Pembentukan Pokja ini merupakan tindak lanjut dari penandatanganan kerja sama SMSI dan ABPEDNAS pada 3 Juli 2026 di Jakarta. Kesepakatan tersebut mendapat dukungan sejumlah pejabat nasional, di antaranya Penasihat Khusus Presiden Bidang Ekonomi Hashim Djojohadikusumo, Jaksa Agung Muda Intelijen Reda Mantovani, Menteri Ekonomi Kreatif Teuku Riefky Harsya, Ketua DPD RI Sultan B. Najamudin, Wakil Menteri Sosial Agus Jabo Priyono, hingga Wakil Jaksa Agung RI Asep N. Mulyana.
Dalam sambutannya, Firdaus menegaskan bahwa media tidak hanya berfungsi sebagai penyampai informasi, tetapi juga memiliki tanggung jawab moral untuk memastikan pembangunan desa berjalan secara transparan, partisipatif, dan berpihak kepada kepentingan masyarakat.

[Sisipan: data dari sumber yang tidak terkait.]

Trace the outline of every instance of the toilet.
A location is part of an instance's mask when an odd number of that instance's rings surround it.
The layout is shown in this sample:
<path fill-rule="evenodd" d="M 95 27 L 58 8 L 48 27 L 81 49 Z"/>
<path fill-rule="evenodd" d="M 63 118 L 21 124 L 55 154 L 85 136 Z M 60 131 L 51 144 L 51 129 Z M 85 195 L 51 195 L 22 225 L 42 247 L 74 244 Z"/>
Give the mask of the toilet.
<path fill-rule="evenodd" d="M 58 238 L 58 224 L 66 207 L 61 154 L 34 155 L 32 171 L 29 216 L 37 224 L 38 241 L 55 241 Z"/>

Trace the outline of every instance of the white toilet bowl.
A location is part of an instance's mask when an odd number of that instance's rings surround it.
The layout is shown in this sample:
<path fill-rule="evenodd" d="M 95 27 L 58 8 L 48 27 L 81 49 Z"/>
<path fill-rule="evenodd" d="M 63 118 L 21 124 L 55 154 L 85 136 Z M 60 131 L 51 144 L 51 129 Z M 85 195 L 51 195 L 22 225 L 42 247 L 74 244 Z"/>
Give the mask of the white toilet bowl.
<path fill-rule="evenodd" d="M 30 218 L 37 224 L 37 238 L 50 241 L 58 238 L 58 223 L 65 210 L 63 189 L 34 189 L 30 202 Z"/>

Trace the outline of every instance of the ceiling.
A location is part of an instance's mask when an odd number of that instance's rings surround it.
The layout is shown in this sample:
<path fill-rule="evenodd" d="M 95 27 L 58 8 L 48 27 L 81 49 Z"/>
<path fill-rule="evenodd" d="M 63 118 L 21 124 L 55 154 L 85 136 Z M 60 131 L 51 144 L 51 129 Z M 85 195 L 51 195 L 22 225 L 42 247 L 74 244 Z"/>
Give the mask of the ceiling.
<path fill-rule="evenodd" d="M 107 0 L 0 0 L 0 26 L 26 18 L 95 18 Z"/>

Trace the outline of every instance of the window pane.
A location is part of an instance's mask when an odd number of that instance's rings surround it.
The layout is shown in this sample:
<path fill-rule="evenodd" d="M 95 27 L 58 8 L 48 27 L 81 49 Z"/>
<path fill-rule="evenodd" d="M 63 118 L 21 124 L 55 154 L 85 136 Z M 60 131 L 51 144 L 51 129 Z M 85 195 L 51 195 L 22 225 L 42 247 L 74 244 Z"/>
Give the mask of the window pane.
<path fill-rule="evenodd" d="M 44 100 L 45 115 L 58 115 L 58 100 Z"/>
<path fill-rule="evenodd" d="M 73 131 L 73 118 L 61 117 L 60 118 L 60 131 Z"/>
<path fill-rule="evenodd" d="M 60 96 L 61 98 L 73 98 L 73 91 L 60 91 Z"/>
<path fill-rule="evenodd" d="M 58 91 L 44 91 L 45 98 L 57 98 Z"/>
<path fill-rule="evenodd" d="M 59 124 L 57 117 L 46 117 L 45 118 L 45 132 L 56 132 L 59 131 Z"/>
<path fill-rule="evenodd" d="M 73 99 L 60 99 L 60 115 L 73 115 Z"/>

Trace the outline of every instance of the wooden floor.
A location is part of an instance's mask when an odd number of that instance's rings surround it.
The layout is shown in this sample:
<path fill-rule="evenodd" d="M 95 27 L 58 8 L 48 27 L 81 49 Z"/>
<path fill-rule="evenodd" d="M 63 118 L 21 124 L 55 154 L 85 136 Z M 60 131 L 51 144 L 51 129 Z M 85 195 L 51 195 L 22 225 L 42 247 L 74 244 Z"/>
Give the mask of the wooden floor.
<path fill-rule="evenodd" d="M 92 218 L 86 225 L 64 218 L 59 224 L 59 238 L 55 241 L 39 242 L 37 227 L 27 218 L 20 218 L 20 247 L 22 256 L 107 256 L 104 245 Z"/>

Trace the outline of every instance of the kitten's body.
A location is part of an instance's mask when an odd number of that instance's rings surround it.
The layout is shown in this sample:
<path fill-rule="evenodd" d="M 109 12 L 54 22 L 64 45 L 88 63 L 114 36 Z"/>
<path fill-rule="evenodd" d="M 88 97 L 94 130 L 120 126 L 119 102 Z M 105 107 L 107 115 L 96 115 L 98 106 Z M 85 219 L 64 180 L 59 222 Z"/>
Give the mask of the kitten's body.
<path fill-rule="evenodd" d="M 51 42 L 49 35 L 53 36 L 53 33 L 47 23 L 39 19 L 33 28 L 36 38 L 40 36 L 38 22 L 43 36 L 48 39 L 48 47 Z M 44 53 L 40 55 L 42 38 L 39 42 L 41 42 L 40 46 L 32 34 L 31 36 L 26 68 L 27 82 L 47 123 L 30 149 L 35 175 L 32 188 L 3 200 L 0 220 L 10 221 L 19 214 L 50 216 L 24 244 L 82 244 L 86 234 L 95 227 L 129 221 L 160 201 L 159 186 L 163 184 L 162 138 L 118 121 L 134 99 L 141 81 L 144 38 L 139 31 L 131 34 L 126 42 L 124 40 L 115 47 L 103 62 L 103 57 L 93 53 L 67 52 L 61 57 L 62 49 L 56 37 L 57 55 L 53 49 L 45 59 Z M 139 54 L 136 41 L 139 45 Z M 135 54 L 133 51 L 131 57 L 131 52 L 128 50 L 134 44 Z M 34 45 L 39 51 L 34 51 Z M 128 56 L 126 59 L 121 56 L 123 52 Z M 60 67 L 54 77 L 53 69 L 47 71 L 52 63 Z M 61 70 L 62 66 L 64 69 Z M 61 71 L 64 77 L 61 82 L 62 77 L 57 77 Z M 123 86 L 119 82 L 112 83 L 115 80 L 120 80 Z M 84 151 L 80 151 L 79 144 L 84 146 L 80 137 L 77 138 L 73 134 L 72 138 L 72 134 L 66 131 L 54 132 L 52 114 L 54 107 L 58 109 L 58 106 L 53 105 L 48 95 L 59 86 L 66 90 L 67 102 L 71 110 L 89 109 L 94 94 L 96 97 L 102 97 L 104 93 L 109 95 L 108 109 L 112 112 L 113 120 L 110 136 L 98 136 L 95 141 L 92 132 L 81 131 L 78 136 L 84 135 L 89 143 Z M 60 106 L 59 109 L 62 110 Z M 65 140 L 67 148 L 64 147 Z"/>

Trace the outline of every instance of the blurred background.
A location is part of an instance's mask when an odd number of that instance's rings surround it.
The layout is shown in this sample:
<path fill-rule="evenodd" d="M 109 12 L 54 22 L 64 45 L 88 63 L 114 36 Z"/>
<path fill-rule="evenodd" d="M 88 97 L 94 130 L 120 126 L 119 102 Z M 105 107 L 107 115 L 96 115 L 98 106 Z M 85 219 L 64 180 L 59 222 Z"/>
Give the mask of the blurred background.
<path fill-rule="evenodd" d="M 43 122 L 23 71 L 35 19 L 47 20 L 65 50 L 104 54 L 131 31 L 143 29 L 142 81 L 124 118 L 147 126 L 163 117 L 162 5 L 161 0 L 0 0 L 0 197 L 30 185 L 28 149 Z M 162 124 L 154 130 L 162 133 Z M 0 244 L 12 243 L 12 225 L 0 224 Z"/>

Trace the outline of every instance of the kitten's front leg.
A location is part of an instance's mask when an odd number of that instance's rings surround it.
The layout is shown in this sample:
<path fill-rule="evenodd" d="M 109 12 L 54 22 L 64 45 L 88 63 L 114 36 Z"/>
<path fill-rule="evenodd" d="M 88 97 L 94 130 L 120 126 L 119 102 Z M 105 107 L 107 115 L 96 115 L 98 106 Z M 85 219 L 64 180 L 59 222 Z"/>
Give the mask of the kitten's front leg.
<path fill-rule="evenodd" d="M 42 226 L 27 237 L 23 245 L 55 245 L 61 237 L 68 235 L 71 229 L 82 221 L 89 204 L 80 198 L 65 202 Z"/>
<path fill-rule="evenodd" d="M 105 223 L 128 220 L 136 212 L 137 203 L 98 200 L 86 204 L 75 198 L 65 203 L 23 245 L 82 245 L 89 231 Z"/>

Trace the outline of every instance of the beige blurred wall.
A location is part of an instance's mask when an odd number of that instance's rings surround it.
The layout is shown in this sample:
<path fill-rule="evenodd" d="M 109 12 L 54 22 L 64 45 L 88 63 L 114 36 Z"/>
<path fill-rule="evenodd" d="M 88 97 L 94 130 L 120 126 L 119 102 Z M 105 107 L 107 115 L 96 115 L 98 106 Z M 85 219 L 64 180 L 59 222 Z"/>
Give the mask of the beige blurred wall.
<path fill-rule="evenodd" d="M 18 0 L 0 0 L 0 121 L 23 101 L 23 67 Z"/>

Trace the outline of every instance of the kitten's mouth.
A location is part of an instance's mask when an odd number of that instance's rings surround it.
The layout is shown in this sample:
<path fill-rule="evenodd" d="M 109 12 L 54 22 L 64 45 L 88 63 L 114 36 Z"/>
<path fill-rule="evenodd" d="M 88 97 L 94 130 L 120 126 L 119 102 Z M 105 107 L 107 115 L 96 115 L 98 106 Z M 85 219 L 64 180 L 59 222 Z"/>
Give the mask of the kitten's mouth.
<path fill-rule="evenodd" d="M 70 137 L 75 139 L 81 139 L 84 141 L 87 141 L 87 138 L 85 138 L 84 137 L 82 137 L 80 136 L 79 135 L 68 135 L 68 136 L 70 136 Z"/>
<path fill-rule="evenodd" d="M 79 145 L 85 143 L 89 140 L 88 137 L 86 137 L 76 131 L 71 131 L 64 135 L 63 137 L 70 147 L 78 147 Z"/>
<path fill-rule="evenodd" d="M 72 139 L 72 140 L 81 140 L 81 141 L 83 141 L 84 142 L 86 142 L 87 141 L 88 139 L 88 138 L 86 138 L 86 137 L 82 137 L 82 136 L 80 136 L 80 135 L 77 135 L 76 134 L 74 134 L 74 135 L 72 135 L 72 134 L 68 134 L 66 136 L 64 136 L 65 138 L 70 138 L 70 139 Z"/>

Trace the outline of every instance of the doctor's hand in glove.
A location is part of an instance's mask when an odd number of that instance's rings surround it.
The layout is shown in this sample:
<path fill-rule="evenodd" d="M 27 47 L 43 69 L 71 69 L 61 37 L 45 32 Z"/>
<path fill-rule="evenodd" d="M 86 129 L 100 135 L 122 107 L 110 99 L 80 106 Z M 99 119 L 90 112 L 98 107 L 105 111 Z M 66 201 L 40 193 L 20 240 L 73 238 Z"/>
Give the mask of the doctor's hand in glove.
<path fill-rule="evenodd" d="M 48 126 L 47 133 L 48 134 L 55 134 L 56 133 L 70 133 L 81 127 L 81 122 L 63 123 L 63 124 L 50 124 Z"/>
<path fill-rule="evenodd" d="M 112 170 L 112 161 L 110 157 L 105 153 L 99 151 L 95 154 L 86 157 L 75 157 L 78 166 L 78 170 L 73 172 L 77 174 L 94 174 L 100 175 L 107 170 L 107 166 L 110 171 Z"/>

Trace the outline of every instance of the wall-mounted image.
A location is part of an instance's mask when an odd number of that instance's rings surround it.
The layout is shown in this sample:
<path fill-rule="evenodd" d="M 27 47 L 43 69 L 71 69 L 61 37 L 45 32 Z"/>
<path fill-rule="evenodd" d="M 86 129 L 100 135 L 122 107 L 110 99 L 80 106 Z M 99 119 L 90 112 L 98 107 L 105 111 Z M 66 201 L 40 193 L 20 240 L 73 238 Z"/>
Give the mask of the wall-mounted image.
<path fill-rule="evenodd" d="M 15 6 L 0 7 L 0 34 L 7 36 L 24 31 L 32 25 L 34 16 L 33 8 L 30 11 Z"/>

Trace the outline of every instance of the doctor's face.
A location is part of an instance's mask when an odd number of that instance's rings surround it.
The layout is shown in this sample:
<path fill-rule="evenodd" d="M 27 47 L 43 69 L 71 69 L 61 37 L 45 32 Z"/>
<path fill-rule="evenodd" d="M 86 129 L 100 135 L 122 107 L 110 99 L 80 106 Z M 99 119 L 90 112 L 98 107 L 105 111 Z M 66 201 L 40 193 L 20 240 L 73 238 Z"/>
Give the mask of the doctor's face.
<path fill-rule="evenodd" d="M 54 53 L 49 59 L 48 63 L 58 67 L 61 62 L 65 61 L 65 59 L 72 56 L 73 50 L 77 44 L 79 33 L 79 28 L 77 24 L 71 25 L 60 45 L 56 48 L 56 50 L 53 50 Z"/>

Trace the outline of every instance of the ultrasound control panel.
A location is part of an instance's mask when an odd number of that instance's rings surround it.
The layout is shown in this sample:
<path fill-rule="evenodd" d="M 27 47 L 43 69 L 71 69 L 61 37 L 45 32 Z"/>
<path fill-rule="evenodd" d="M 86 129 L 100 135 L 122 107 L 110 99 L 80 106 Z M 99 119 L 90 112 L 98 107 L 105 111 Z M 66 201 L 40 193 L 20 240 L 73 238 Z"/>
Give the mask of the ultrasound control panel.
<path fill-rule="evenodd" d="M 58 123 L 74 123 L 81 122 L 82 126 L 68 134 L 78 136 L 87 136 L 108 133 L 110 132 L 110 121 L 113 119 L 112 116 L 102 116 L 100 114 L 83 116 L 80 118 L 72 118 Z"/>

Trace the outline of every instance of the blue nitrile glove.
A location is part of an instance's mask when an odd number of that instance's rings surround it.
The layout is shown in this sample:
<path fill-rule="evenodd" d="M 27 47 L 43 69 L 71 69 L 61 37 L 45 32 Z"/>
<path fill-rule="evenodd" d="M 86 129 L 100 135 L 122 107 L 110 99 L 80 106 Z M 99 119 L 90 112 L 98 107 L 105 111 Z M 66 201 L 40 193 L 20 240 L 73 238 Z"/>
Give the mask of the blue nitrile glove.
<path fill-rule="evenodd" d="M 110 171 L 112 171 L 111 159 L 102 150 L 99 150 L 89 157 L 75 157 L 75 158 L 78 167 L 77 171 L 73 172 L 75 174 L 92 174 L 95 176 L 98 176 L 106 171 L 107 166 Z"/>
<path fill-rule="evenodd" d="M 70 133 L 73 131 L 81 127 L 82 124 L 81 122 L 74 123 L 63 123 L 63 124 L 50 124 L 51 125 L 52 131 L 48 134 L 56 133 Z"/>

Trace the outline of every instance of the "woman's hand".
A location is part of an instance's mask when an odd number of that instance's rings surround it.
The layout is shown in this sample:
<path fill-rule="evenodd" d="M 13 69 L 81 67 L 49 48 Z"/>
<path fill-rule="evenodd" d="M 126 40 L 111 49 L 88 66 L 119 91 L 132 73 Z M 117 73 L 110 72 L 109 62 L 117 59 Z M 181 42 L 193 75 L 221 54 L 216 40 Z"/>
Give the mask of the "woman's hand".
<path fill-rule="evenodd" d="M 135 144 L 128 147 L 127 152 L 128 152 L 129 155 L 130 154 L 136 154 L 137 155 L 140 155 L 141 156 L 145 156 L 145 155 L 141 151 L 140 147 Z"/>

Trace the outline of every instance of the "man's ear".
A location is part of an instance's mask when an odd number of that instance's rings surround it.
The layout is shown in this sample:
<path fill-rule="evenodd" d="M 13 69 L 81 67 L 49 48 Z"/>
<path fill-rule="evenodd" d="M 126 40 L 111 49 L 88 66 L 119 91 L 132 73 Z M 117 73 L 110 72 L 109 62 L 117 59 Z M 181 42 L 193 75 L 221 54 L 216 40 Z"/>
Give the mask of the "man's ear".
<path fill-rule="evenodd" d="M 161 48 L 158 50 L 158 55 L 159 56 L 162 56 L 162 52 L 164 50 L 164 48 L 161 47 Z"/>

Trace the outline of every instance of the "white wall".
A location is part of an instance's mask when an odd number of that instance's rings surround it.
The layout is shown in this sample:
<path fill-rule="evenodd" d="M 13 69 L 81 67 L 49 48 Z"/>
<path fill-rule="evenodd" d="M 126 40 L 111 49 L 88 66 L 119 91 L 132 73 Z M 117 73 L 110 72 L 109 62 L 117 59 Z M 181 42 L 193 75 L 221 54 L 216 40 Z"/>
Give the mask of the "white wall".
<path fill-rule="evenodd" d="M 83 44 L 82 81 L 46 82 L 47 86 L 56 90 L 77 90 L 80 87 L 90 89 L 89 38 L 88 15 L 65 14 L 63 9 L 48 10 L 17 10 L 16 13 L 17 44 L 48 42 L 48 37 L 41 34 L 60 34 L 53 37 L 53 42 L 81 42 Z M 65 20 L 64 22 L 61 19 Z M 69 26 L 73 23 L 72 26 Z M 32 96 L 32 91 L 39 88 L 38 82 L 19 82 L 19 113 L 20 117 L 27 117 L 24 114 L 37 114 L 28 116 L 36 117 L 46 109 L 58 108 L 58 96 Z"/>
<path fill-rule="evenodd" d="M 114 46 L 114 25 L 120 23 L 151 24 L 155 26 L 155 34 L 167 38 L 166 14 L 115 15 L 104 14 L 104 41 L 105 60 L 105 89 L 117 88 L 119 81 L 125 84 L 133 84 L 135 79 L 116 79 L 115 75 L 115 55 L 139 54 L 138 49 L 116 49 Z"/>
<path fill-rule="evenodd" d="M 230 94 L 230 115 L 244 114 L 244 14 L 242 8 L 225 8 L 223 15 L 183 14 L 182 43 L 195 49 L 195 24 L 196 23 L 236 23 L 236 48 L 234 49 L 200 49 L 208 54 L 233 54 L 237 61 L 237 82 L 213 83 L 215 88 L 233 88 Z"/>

Menurutnya, pembentukan Pokja News Room Jaga Desa merupakan bukti bahwa setiap kerja sama harus segera diwujudkan dalam program nyata, bukan berhenti sebagai seremoni administratif. Pokja diharapkan menjadi ruang kolaborasi yang mempertemukan media, pemerintah desa, Badan Permusyawaratan Desa, masyarakat, serta para pemangku kepentingan lainnya dalam membangun desa yang lebih maju dan akuntabel.